Cardiotoxicity[edit | edit source]

Cardiotoxicity is the occurrence of heart electrophysiology dysfunction or muscle damage. The heart becomes weaker and is not as efficient in pumping and therefore circulating blood. Cardiotoxicity may be caused by chemotherapy (an usual example is the class of anthracyclines) treatment, complications from anorexia nervosa, adverse effects of heavy metals intake, or an incorrectly administered drug such as bupivacaine.

Diagnosis[edit | edit source]

One of the ways to detect cardiotoxicity at early stages when there is a subconical dysfunction is by measuring changes in regional function of the heart using strain. A complete examination of the cardiovascular system to detect presence of signs of overt heart failure, such as elevated jugular venous pressure and S3 gallop, is essential. An electrocardiogram should be obtained, which usually demonstrates nonspecific ST-T wave changes and sometimes low-voltage QRS complexes. A chest X-ray is also helpful to assess cardiomegaly and signs of pulmonary venous congestion. It should be emphasized that the presence or absence of the abnormalities by these evaluations are nonspecific and nondiagnostic.

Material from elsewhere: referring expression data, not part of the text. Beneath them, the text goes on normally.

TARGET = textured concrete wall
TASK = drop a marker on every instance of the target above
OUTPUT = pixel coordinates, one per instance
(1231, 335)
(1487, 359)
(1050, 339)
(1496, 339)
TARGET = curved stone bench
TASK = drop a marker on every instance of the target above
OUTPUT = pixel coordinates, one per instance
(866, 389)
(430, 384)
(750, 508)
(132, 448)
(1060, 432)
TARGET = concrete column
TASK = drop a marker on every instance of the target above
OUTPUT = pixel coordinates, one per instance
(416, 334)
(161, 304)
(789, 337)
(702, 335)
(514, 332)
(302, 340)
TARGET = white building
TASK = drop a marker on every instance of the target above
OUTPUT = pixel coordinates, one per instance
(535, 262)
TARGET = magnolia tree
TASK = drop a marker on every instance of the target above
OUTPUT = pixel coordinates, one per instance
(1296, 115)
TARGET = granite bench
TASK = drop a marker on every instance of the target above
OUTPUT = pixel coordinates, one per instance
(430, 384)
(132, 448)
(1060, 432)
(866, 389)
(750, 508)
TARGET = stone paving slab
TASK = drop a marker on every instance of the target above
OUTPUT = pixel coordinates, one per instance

Treatment[edit | edit source]

The medication(s) listed below have been approved by the Food and Drug Administration (FDA) as orphan products for treatment of this condition. Dexrazoxane (Brand name: Zinecard (injection)) Cardiomyopathy associated with doxorubicin administration in women with metastatic breast cancer who have received a cumulative dose of 300mg/m2.